Ironbound Farms raises different breeds of pasture-raised hens resulting in a multi-color mix of shells including green, blue, pink, and multiple shades of brown. Being on pasture and being supplemented with local organic grains gives them a creamy rich yolk. Their freshness being that they are harvested and delivered within a few days gives the yolks a lot of integrity and perkiness. Very noticeable if you're baking or doing anything that involves whipping the whites. The consistency allows air to be incorporated quicker and more of it. Why are they different colors? The color of an eggshell is determined by the breed of the hen. Some hens lay brown eggs while others lay white, pink, green or blue.
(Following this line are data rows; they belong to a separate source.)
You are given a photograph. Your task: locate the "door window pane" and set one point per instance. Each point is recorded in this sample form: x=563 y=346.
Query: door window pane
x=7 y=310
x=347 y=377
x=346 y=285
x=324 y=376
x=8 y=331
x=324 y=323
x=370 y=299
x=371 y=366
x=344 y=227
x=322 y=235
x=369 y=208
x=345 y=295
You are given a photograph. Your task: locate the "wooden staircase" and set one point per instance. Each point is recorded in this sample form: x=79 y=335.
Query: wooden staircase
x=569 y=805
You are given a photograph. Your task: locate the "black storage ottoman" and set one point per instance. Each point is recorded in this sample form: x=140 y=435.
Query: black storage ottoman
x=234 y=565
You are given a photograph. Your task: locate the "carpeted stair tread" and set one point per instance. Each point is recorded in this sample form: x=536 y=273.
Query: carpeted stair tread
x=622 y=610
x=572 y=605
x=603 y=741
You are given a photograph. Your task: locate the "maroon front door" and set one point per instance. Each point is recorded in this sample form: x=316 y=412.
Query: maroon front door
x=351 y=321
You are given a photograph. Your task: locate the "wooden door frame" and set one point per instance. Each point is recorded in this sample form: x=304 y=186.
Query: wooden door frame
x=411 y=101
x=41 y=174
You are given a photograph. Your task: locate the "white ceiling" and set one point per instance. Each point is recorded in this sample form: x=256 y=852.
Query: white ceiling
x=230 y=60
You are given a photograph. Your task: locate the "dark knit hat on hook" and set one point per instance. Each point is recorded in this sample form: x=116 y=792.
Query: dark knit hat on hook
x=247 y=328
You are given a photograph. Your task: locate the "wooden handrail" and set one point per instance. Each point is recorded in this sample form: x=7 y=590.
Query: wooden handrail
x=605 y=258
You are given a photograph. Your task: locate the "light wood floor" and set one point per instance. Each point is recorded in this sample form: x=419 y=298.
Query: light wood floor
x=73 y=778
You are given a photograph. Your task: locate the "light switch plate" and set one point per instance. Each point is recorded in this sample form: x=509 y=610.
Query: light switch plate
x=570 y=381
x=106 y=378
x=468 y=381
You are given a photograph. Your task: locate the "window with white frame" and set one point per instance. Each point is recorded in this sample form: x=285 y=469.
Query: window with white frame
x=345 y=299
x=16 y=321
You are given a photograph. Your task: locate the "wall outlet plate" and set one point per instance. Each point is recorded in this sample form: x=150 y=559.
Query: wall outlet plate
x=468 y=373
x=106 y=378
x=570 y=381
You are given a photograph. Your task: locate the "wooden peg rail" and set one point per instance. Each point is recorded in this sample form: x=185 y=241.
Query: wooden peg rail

Heritage breeds that lay blue and green eggs are not bred for high volume egg production because raising them takes more time and resources and yields less profit at a mass scale. This is why you won’t find rainbow eggs in your average grocery store! What’s so special? Besides the beautiful colors and obvious taste difference (best eggs ever) these hens replace the need for pest control and fertilizer by foraging. This regenerative farming method is known as silvopasture.

Ironbound Farm

Asbury, NJ

Ironbound Farm is dedicated to growing healthy food, which is produced using resilient ecological stewardship. They are a transitional organic farm--meaning they are converting conventional farmland into organic--and never use synthetic fertilizers, pesticides, or herbicides. Ironbound practices regenerative farming in order to restore and transition the land. Specifically, they use farm-made compost and compost teas, minimize soil disturbance through tillage, and integrate livestock into their farm to provide fertility and pest management. They also practice cover cropping and agroforestry while focusing on perennial crops, reintroducing native plants, and planting wildflower meadows to attract and support beneficial insects (like bees!).

Keep refrigerated. In the U.S., farmers are required by the USDA to wash their eggs, thus removing the protective cuticle naturally present on the shells. Without this cuticle layer, eggs require refrigeration to prevent contamination by salmonella.